Repeatedly, we’ve been told that “Obamacare” will discourage sharp, motivated professionals from becoming doctors. That even though it makes no mention of capping the salary a doctor can make, young people will be so dismayed at any type of regulation to the health insurance market they won’t want to go to school to become one of the wealthiest professions in America.
But what about teachers? Won’t the GOP’s onslaught of attacks on teachers discourage our best, brightest, and most motivated from entering the field of education?
Ever since the Tea Party coup of last year’s midterm elections, it’s been one attack on teachers after another. All across the country, we’ve seen Republican governors and state legislatures cut funds to public education (Florida, Michigan, Ohio, Alabama, Wisconsin, etc.), end collective bargaining for teacher unions (Wisconsin, Ohio), try to cut teacher benefits (all the states mentioned by now and more), get rid of tenure (Alabama), and generally target teachers in different pieces of legislation. They’re treating teachers like they’re criminals undeserving of any perks, but Obamacare making insurance companies take people with pre-existing conditions is tyranny for doctors?

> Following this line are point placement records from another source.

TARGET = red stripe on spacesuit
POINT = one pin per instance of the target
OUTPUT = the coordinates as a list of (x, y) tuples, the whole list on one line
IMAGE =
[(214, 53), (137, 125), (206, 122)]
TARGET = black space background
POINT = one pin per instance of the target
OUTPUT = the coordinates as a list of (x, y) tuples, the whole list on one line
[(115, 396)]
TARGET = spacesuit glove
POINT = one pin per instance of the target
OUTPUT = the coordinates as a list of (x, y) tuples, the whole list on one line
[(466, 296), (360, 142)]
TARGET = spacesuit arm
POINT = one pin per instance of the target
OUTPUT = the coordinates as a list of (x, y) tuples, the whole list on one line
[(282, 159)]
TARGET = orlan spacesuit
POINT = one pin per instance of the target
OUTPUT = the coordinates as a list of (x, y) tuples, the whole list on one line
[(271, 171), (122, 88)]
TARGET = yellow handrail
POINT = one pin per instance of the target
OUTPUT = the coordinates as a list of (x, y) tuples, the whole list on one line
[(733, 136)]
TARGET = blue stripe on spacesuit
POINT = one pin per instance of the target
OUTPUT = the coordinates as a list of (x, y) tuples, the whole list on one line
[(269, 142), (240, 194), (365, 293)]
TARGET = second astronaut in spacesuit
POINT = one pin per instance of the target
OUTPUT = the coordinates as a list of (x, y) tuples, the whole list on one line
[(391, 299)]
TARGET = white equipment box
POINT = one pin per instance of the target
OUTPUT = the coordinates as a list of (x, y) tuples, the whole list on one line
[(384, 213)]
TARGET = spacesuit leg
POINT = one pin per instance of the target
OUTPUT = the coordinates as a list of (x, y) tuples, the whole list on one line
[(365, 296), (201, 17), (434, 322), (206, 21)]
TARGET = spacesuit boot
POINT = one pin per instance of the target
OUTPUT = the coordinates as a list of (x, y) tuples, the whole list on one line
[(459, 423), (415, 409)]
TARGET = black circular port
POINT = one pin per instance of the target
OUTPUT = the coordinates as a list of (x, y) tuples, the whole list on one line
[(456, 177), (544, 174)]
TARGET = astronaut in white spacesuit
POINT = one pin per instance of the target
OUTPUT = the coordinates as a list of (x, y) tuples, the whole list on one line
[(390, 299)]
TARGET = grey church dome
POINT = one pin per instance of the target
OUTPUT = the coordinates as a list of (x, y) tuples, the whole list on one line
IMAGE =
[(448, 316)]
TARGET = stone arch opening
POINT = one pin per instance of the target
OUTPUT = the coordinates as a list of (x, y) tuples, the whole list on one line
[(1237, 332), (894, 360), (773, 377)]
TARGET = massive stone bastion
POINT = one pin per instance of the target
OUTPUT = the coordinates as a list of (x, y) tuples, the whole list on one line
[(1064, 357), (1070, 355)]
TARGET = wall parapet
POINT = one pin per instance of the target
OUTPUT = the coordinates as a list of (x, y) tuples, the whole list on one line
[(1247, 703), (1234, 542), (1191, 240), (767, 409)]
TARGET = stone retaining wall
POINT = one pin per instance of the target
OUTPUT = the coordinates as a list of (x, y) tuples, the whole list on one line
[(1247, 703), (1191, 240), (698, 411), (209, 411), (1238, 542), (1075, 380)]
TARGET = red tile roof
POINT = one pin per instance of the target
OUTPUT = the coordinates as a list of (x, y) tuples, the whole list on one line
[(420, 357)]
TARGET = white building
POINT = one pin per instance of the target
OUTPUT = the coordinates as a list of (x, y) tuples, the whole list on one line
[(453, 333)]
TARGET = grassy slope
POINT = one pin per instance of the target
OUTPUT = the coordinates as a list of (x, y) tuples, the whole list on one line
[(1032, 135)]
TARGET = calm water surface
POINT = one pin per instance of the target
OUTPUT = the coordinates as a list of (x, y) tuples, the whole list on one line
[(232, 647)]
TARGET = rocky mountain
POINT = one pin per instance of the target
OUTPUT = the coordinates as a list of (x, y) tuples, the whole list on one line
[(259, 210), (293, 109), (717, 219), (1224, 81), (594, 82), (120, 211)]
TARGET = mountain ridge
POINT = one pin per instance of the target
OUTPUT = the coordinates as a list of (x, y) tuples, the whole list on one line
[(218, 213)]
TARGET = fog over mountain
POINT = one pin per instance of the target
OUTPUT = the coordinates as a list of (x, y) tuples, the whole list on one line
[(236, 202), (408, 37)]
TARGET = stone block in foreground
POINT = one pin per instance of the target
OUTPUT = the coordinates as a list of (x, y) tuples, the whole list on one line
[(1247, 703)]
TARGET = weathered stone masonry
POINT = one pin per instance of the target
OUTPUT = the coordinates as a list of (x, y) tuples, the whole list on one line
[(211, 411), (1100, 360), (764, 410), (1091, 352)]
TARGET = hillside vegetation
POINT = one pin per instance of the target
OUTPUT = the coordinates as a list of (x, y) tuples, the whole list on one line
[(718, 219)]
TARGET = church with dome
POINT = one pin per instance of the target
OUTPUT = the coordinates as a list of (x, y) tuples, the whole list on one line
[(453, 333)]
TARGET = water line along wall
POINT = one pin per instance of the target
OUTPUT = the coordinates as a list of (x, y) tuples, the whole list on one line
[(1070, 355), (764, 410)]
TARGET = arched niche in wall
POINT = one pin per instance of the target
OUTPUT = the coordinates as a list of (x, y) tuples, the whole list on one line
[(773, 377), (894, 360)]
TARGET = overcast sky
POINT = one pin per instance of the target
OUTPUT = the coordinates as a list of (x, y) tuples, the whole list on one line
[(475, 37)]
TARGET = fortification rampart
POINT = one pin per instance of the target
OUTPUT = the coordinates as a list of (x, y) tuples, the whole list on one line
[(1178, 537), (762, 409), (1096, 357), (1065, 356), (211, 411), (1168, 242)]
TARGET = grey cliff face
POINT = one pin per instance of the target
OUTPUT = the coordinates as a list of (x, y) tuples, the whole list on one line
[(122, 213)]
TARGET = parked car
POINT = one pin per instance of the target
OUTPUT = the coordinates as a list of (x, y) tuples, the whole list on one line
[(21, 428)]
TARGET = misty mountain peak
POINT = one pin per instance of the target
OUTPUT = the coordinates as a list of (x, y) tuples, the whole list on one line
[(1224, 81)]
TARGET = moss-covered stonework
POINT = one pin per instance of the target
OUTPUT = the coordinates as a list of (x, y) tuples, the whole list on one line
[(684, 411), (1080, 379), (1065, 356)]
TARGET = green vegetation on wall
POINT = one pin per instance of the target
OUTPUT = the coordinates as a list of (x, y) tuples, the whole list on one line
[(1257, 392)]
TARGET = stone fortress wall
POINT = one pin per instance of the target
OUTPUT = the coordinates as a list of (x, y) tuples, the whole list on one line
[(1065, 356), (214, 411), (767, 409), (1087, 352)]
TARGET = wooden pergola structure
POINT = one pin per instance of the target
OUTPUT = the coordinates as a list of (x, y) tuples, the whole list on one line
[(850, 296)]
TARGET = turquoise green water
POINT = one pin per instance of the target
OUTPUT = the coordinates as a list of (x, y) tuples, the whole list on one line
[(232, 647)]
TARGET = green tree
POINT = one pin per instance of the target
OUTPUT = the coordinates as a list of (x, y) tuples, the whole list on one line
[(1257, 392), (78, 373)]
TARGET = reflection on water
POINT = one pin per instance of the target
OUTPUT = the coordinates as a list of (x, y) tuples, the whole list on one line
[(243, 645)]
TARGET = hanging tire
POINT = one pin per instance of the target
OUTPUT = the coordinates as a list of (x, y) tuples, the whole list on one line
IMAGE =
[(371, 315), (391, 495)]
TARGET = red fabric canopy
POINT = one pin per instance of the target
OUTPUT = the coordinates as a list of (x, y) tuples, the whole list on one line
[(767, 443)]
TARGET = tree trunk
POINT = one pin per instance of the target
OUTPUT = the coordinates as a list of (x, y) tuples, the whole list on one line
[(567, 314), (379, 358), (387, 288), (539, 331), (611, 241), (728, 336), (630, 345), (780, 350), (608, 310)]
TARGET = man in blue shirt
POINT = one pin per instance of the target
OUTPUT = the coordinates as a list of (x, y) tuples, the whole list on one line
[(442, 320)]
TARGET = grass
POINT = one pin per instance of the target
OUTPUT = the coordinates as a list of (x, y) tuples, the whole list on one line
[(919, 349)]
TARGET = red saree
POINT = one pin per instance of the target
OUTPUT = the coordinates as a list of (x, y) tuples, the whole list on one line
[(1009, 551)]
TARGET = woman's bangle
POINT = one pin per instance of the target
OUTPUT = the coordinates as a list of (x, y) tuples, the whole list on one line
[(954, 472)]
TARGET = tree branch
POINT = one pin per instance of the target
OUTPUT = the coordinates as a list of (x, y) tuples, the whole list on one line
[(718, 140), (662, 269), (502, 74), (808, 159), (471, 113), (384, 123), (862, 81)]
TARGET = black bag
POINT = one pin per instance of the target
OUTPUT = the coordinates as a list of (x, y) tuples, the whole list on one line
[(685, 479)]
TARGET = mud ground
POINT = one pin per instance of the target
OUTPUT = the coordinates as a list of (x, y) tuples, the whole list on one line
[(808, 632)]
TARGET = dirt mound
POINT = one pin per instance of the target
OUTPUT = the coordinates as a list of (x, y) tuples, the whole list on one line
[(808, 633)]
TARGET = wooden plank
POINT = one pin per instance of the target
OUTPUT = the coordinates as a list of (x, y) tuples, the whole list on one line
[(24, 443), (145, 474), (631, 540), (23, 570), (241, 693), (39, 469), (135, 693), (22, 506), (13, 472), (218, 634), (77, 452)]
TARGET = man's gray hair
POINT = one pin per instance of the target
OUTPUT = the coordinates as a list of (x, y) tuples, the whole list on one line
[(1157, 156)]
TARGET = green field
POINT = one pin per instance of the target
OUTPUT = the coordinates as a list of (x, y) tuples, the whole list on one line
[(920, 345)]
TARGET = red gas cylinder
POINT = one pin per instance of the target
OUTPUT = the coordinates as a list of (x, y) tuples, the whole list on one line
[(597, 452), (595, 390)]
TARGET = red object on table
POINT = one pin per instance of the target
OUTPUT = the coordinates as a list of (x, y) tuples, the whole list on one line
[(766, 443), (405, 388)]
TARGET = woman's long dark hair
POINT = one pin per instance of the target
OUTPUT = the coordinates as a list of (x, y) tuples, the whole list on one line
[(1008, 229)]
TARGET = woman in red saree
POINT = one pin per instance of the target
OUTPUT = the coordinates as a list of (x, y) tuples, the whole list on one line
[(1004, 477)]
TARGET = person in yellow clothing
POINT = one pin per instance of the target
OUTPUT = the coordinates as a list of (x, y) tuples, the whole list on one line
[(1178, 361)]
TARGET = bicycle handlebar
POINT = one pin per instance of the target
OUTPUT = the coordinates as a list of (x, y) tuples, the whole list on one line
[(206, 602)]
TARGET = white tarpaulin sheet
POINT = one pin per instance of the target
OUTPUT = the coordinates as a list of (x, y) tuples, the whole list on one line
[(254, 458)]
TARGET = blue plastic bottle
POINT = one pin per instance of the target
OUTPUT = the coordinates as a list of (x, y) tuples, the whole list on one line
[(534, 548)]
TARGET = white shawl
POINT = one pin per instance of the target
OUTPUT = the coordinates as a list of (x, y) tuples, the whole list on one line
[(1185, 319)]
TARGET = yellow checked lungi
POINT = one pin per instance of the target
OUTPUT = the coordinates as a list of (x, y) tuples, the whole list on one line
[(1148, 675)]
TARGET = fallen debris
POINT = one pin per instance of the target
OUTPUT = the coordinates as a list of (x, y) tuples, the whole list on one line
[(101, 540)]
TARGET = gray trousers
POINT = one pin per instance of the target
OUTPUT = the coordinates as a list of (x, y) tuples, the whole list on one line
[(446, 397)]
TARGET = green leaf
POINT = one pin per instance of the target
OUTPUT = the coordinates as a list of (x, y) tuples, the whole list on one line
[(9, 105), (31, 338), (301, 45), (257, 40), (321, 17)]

The worst part is the pressure for veteran teachers to step down, under bogus claims that they’re “too old” or “incompetent” when really they’re more expensive. They want to hire some green turd from Teach for America to take the place of someone who’s taught in a school district and knows the culture their whole life. The bigger problem is forcing older teachers out to put cheaper teachers in may not work for many more years. There may be no smart, remotely good younger people with teaching degrees to replace them with.
I mean, seeing the never ending bombardment of attacks on teacher tenure, retirement, health insurance benefits, unions, and pay (all of it under the guise of stopping lay offs but there were still mass layoffs in my home state of Alabama) would make any young person think twice about becoming a teacher when they can earn vastly more with the same level of education at a corporation. I know it makes me think twice about going to school to become a teacher for thirty years before I can retire, when there may be no retirement, no health insurance I don’t pay for entirely my self, and the average pay is 25,000 a year.
And maybe that’s what Republicans–a party that has never met a public school they wouldn’t replace with a private one–really want: the collapse of our entire public education system. Every year schools that are already underfunded have to fight tooth and nail for every dollar they get over charter schools or private school vouchers (Republican’s plan to “fix” public education, by letting it fail apart and make way for private schools) and unions do the same for teacher salaries.
By setting such restrictions on teachers, Republicans are doing exactly what they said “Obamacare” would do for doctors, and it ain’t been pretty to watch already underpaid schoolteachers scramble to protect their livelihoods. The GOP might be okay with young people going into business instead of education, but we shouldn’t be.